Badgr Auto — local OpenAI-compatible proxy that optimizes context, routes to cheapest model, and logs savings. Works with Cline, Continue, Aider, and any OpenAI-compatible tool.

Downloads

1,538

Readme

badgr-auto

Open-source local proxy that safely removes exact repeated structured context, optionally routes requests across models, and provides visibility into token savings—without changing your existing AI workflow.

Works with Cline, Continue, Aider, OpenClaw, Open WebUI, and any OpenAI-compatible tool.

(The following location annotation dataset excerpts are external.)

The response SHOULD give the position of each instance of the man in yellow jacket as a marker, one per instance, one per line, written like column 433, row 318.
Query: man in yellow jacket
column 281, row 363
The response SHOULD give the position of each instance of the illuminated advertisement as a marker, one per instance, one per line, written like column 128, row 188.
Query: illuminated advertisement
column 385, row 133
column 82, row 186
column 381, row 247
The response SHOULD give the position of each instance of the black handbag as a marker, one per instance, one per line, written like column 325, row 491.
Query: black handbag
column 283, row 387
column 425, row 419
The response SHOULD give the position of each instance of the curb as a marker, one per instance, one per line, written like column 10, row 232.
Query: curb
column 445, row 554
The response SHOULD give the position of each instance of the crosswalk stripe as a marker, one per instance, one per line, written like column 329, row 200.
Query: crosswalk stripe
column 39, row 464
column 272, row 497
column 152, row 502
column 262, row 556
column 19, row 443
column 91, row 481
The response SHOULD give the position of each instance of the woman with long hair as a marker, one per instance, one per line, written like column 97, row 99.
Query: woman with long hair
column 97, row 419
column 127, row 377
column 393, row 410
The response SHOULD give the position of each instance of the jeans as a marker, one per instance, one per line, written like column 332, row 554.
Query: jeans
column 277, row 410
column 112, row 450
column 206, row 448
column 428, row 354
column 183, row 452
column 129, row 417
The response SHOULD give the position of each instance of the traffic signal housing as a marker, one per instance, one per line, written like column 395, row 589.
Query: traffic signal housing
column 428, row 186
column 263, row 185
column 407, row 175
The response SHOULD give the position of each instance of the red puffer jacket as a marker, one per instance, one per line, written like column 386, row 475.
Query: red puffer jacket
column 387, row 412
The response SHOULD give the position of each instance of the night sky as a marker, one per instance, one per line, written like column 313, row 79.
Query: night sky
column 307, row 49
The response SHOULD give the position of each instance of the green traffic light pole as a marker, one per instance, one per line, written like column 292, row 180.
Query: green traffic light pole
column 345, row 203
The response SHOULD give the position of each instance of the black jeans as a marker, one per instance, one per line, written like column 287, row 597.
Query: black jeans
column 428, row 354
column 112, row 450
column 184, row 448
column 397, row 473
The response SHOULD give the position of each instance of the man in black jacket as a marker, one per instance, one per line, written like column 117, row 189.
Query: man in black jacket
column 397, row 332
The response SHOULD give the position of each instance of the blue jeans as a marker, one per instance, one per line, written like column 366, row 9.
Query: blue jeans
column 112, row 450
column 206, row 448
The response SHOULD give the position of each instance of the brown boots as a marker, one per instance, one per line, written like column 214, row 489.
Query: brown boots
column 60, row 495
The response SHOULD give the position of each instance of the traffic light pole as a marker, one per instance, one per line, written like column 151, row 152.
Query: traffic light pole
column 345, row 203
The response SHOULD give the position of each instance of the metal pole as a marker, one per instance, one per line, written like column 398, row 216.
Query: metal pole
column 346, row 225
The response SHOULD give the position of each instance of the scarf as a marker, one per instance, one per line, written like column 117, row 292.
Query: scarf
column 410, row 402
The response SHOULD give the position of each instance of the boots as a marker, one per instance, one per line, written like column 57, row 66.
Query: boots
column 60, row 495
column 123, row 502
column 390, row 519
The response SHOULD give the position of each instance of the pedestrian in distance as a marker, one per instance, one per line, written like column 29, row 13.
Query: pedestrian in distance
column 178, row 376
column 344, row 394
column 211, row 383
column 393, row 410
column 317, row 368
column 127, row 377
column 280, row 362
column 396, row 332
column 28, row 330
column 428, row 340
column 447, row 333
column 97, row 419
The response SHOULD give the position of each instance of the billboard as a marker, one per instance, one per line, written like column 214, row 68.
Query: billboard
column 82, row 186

Docs · GitHub · VS Code Extension · AI Badgr

Install

npm install -g badgr-auto
badgr-auto start

One-time setup

Point any OpenAI-compatible tool at the local proxy:

Base URL: http://localhost:51999/v1
API Key:  <YOUR_BADGR_API_KEY>
Model:    badgr-auto

The setup wizard runs automatically on first start. Run badgr-auto start --setup to re-run it.

What it does

| Feature | Default | Flag | |---------|---------|------| | Token optimization | on | --no-optimize | | Smart routing | off | --no-route to keep off | | Local models (Ollama / LM Studio) | off | enable in setup | | Memory (per-repo/per-task track record) | on | memoryEnabled: false in config | | Savings tracking | on | always on | | Anonymous daily analytics (opt-out) | on | badgr-auto analytics off, --no-analytics, or DO_NOT_TRACK=1 |

Token optimization deduplicates exact repeated blocks—code, diffs, logs, retrieved docs—and summarizes older messages above 12 K tokens. System messages, tool calls, function schemas, and git working-tree output are never touched.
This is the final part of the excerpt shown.